Design of feedback control of levitation system excited by track irregularity for targeting a pre-specified stationary probability density

Abstract

Stochastic control of levitation systems is paramount for enhancing system stability, optimizing performance, and ensuring operational safety. The present paper investigates the control of stochastic levitation systems to achieve a pre-specified stationary probability density function (PDF). Firstly, the method for predicting the stationary PDFs of the stochastic responses of the levitation system is introduced, leveraging stationary solution theory. Building on this foundation, a feedback control strategy is developed to target the pre-specified stationary PDFs in two practical scenarios through the stochastic linearized levitation system. In the first scenario, the objective is to regulate the vibration amplitude of the stochastic levitation system.

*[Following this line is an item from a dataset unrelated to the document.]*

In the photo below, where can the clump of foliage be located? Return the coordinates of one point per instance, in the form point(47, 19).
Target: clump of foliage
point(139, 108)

The second scenario extends the design framework to include tracking piecewise constant reference signals associated with the stochastic levitation system. Furthermore, the Lyapunov function method is employed to rigorously prove that the proposed feedback control ensures the asymptotic convergence of the PDF of the system response to the desired stationary PDFs over time. The efficacy of the proposed control forces, derived from linearized systems, is validated in both linearized and nonlinear systems. Numerical results demonstrate that the control strategy designed through the linearized system performs effectively even in nonlinear systems. This study presents a novel approach for precise probabilistic control, offering significant advancements in the stability and performance of practical stochastic levitation systems.